DeKalb’s government issued a statement Wednesday that provides information about May, taken from his county website, and the following comment from May:
- “Although this appointment comes out of some very unfortunate circumstances, I am humbled by this responsibility to serve the citizens of DeKalb County. I am committed to working with my fellow commissioners to ensure the citizens of DeKalb are provided the high quality county services they deserve.”
May was elected to serve the farther reaches of eastern DeKalb County.
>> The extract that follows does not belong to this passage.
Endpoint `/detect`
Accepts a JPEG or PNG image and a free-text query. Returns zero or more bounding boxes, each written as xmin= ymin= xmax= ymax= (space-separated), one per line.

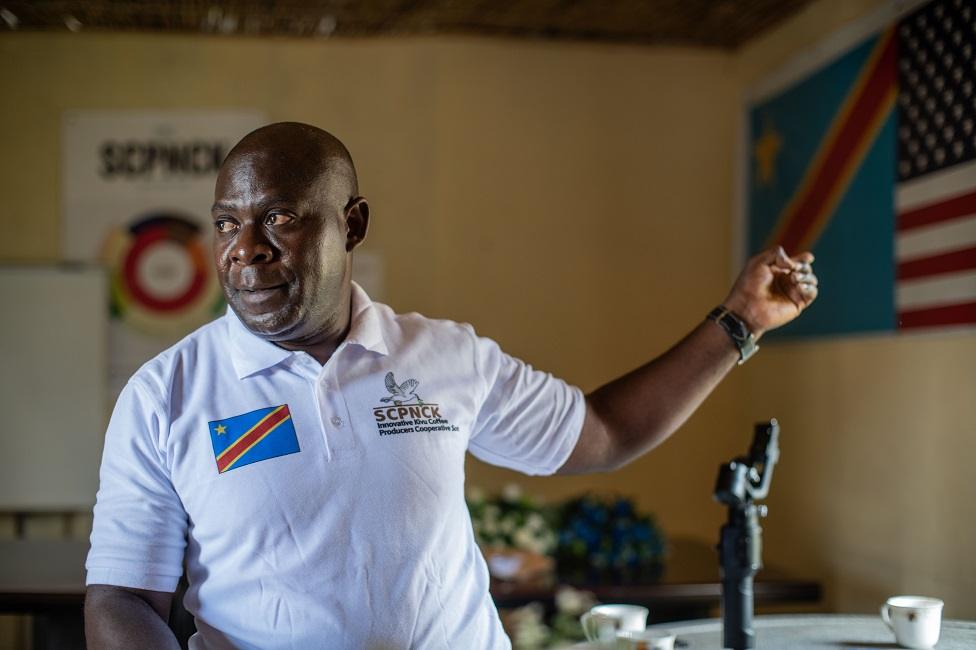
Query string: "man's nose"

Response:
xmin=230 ymin=225 xmax=274 ymax=264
District 5 is bordered to the south and east by Rockdale County, and to the west by (basically) I-285. The northern border is generally in line with Decatur.
May ran his 2012 reelection campaign on about $117,000, according to his campaign’s financial disclosures. May reported a balance of $2,454 on his June disclosure.
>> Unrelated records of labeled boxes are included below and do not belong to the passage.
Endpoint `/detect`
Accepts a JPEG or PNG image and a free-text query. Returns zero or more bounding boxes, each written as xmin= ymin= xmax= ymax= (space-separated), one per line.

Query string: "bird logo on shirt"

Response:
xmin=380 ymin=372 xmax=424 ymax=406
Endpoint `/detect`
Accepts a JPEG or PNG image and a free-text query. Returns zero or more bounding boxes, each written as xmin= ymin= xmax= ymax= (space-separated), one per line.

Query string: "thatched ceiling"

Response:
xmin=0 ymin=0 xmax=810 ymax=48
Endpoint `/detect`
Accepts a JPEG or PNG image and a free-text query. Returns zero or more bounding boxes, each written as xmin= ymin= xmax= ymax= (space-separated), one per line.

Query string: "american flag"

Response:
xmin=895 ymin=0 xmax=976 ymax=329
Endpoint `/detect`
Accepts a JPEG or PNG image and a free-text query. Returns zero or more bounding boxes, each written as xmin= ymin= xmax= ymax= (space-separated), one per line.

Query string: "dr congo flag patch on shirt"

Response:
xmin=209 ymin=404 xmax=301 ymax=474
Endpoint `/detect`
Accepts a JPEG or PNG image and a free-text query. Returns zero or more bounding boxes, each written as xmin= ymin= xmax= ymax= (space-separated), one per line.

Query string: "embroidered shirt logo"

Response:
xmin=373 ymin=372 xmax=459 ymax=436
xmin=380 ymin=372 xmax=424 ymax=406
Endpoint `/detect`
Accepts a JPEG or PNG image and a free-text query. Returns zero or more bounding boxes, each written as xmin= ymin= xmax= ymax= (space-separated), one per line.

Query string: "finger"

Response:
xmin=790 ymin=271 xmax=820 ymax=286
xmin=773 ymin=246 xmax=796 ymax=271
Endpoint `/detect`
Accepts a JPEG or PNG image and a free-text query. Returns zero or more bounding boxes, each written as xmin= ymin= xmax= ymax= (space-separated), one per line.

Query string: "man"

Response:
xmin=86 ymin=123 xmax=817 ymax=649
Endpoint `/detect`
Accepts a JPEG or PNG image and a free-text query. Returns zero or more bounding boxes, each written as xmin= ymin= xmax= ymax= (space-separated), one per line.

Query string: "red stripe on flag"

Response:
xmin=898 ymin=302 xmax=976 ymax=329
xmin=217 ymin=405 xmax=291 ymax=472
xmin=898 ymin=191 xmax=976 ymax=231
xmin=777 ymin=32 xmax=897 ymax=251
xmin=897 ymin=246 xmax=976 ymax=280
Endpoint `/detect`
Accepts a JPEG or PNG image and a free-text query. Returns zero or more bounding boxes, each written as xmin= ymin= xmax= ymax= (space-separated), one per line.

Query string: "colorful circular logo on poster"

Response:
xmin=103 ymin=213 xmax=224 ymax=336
May ran in a four-way primary in 2012 and pulled almost 68 percent of the vote, thereby avoiding a run-off election. No Republican stood against him in the general election.
The statement released by the county reports that May was first elected in 2006, was reelected in 2012, and served as the commission’s presiding officer. May is the son of a pastor, a graduate of Emory University’s Candler School of Theology, with a masters of divinity degree, and earned his undergraduate degree from Clark Atlanta University.
The column May co-authored with Republican DeKalb County Commissioner Elaine Boyer appeared on the website started by former Atlanta Mayor Shirley Franklin – bloggingwhileblue.com. Boyer serves north DeKalb. The site intends to provide commentary on timely topics.
The column outlines the history of DeKalb’s form of government, which is unique in the way it provides the CEO the authority to run the county’s daily affairs, and allocates policy-making responsibilities to the commission.
Lee and Boyer make their case for restructuring DeKalb’s form of governance after an introduction that states:
- “It’s no secret that DeKalb County has seen better days.
- “Distrust in county government is high and county revenues are at a low. Our school system has been diligently working to regain full accreditation. And a number of new cities have sprung up, purportedly in protest to a lack of county government responsiveness. Georgia’s third largest county has, as of late, been seen as a hotbed of dysfunction, not unlike the reputation of Congress.
- “Simply put, DeKalb is at a crossroads and real change is necessary.”